Knowing the common forces that cause and/or contribute to your child's preference of YOU over your spouse can help us fix the problem.  Sometimes, there are forces outside of your control (such as traveling frequently on business) but there are still some strategies we can implement in these situations.

Now, since I don't have the specifics of your situation, I'm going to give you some suggestions that would be helpful regardless of the details.

Tip 1. Let Dad have a break: If Dad is the disciplinarian in your house, try switching roles for a little while.  Let Dad be the one to spoil the kids for a bit, and you take the heavy lifting of being the enforcer.  Another alternative is to make sure your roles as disciplinarians are equally shared.  When enforcing consequences, be sure it's a "we" mentality.  For example, if Dad institutes a Time Out, and your toddler comes running to you for comfort, don't engage.  Back Dad up instead, saying something like, "No, Sweetie, Daddy is right.  You need to go to your Dad and talk to him."  

My own children love running to me when Dad is disciplining them.  And my response is always, "You need to go back to your Dad.  When he's done talking to you, then we can talk."  This sends the message to my kids that I'm supporting Dad and that, if they're looking for someone to get them out of trouble, running to me is a lost cause.

Additionally, be sure you are not disagreeing with Dad's parenting in front of the kids.  As long as Dad isn't being abusive, let him finish playing the situation out.  When it's all over, you can always pull Dad aside and share your opinion on what happened.  If he truly messed up, he can always apologize to the kids after.  If your spouse is being abusive, however, you need to intervene immediately.  This shows your child that you will protect them and helps to serve as a protective factor against trauma symptoms that they may develop later.

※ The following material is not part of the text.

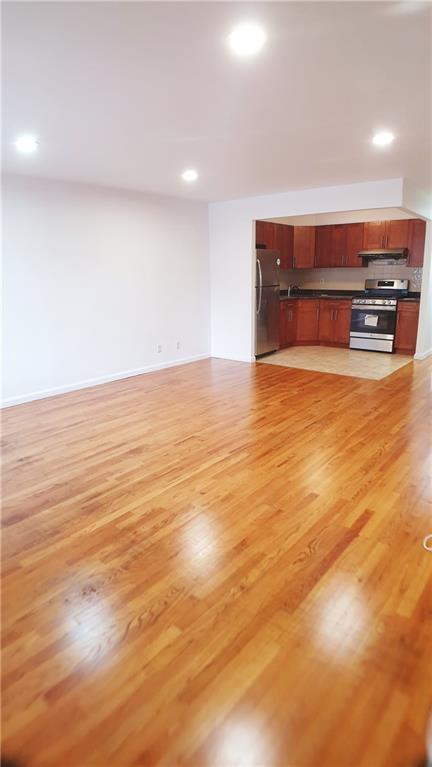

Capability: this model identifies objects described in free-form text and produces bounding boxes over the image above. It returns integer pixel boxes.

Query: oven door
[350,304,396,341]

Tip 2. Help Dad Grow in Patience: If your spouse is a bit of a hot head, that's ok.  Many of us are, but that doesn't mean we shouldn't be working to grow and improve.  You can be a very firm and structured parent and still be extremely patient.  In truth, this is the ultimate goal.

If you (or your partner) struggle with anger management, there is no time like the present to solve this issue.  Take an anger management class, read a book, or talk to a therapist to help work on improving in this area.  Frequently losing your patience with your kids is not going to help improve the Parent-Child Relationship.  You are at risk of damaging it, and you are at risk of teaching your children to respond to anger in the same way YOU do.

If you are unable to work on your anger management, learn to recognize when you are slipping into that angry place, and then let your partner take over.  It's totally ok to let your children see that you are taking a Time Out yourself to calm down.  That's a strength in my book.  You are modeling to your kids a great coping skill!